In our study, better baseline vision, less ELM damage, CNV location, and smaller CNV area led to better BCVA after anti-VEGF treatment. Indeed, some studies indicated the ELM visibility to be a reliable parameter for evaluating the activity of myopic CNV[15]. However, it is still controversial. In the study reported by Paolo Milani et al[21], it was unlikely that lesion activity was correlated solely to ELM disruption and vision gain might occur despite ellipsoid zone or ELM restoration. In addition to obscuring optical reflectivity by active CNV at the level of the ELM on OCT imaging, absence of ELM visibility could be ascribed to ELM disruption which indicated an irreversible damage of the photoreceptors[18]. Some previous studies of wAMD[15] have identified the possible role of ELM integrity in the assessment of vision prognosis. Accordingly, we presume that visibility of ELM integrity in the fovea may predict good prognosis of mCNV patients, which still needs larger sample size and longer follow-up to verify. Additionally, in the linear mixed-effects model analysis, we further found that baseline BCVA, CNV area, and CNV location associated to prognostic vision, which were reported in other studies[16-18].

So far, increasing attentions have been gained on mCNV recurrence and its hazards to vision[25-32]. Possible risk factors related to mCNV recurrence after anti-VEGF treatment include new onset and progressive lacquer crack, age, gender, duration of myopic CNV, baseline subfoveal choroidal thickness, and CNV size. However, the conclusion is still controversial. Baseline choroidal thickness was associated with recurrence in Ahn et al.’s studies[15], while Yang et al.[15] reported no association between baseline SFCT and mCNV recurrence. However, young PM patients were included in these studies, while SFCT varying with different ages has been reported and accepted[15]. In our study, we would rather investigate older patients who have a higher possibility of recurrence. We found that about one third of patients had a recurrence after the Conbercept treatment, and baseline SFCT was not found to have a relationship with recurrence. Interestingly, we found that thicker macula correlated with recurrence in older mCNV patients who needed more injections (N = 2.71). In addition, when taking 262 μm as the CMT limit, the risk of recurrence was much higher (14 times) in patients with a thicker macula than in those with a thinner macula. Li et al.[16-18] reported that thick retina was one of risk factors for mCNV patients who needed ranibizumab retreatment, in addition to age and gender. However, in their study, young patients (age < 50 years) were included and a different anti-VEGF drug was injected. We focused on older mCNV patients (age ≥ 50 years) who were treated with Conbercept and tried to assess the baseline predictors of treatment outcome and mCNV recurrence, for which very little has been published in the literature. Unfortunately, we did not evaluate the lacquer crack and its progression in our study. We will further explore the morphologic feature changes during the follow-up period in the future.

Indeed, our study has some limitations. The small number of patients was followed-up for a short period in this retrospective study, and our results have to be verified by more studies with larger sample size and longer follow-up period. Additionally, younger patients with mCNV were not enrolled as controls to evaluate the treatment efficacy of Conbercept because we mainly concerned of the older patients and some of the younger patients cannot meet the inclusive criteria in this study, thus a prospective study may be designed to evaluate the difference efficacy of Conbercept between the younger group and the older group in the future.
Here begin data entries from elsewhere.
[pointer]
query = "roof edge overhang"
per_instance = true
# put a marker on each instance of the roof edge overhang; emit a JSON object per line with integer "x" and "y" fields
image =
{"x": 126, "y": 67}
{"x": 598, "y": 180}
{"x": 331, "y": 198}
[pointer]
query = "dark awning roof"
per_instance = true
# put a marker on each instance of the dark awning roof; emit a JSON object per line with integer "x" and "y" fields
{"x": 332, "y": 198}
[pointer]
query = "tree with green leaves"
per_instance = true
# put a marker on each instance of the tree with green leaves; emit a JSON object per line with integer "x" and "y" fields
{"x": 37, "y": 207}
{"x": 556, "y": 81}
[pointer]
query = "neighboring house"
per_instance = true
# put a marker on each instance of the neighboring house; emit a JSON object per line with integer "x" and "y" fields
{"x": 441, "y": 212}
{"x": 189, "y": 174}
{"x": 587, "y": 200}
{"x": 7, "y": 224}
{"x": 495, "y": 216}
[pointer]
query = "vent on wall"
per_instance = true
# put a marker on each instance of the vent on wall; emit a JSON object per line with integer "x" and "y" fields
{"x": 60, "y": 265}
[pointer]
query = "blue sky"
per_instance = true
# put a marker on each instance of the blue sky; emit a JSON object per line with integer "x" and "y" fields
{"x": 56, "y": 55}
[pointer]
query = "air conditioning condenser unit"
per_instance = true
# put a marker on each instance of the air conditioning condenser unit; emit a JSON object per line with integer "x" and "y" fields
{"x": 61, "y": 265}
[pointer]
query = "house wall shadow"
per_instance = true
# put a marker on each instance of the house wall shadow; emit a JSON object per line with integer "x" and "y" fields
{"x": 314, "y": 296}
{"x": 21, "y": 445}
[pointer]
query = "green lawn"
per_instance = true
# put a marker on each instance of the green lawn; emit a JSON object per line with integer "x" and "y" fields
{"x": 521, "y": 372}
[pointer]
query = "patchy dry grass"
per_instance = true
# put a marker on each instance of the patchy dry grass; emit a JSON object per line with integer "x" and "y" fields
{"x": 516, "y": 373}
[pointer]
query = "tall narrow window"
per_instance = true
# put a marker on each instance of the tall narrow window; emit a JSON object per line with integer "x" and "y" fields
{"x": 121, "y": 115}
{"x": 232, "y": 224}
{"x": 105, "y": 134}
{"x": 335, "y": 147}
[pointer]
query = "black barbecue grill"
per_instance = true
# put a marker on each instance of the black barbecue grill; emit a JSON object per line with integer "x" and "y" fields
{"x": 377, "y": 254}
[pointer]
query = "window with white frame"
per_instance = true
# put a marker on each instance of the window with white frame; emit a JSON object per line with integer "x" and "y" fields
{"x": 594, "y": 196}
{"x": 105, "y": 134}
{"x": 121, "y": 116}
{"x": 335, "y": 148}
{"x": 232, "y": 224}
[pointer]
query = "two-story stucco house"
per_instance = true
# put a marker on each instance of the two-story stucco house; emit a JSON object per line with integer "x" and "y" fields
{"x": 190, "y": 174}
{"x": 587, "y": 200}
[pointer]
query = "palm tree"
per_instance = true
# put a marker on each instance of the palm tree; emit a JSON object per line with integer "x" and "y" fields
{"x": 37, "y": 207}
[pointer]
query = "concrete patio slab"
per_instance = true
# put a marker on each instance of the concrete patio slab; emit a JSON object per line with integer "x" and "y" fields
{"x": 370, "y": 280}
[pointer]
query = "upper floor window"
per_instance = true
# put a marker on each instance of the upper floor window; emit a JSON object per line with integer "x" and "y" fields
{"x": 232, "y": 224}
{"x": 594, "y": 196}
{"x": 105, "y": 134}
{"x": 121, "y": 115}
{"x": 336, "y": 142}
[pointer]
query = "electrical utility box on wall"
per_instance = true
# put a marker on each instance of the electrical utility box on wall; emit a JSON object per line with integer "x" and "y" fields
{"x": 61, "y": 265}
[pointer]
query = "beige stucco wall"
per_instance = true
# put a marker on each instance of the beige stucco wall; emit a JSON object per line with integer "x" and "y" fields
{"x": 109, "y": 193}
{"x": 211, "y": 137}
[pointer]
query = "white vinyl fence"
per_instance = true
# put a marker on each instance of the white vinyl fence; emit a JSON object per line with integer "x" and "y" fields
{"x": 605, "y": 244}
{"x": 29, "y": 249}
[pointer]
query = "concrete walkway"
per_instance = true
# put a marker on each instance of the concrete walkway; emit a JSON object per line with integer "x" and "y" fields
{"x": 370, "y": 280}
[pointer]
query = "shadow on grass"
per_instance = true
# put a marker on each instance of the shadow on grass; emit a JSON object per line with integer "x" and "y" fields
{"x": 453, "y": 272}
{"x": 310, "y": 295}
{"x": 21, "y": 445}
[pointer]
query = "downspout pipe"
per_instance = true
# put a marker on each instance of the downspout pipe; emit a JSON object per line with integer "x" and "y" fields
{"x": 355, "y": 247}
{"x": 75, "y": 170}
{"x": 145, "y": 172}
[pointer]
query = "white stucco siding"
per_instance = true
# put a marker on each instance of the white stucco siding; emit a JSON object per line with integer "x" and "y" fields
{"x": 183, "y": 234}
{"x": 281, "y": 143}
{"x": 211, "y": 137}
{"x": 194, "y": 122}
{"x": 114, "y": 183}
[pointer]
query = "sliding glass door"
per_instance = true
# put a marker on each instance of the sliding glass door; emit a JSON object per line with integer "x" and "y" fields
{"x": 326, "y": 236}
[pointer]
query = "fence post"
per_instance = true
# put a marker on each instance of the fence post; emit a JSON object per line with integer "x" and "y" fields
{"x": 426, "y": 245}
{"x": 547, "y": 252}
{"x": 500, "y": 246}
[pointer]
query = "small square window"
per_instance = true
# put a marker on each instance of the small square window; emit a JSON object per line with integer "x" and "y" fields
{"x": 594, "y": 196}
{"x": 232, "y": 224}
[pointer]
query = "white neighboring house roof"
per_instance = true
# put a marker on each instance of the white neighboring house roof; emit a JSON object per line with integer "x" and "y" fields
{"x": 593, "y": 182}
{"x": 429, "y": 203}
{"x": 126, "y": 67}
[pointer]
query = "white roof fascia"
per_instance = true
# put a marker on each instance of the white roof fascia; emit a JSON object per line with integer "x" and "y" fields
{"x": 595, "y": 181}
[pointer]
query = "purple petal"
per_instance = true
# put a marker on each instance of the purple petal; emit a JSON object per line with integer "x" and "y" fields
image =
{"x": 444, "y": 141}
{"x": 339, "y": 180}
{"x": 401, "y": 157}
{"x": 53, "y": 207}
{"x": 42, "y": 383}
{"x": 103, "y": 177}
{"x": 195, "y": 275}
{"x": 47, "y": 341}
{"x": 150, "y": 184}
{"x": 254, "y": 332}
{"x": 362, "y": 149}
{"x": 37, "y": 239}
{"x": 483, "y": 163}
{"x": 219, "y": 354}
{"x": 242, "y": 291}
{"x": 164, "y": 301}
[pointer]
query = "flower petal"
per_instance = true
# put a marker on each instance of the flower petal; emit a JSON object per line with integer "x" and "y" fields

In conclusion, our study showed that older mCNV patients (over 50 years old) had worse vison, thinner choroid, and increased vitreoretinal interface abnormalities than younger patients. In addition, baseline BCVA, ELM, CNV lesion size, and CNV lesion location were correlated with BCVA after one year of Conbercept therapy. Baseline CMT may be a predictor of relapse in older mCNV patients during the one-year follow-up. Therefore, more attention has to be given to patients with a thicker macula at baseline, since it was one of the risk factors for recurrence and the patients may need more retreatment. This still needs further investigation.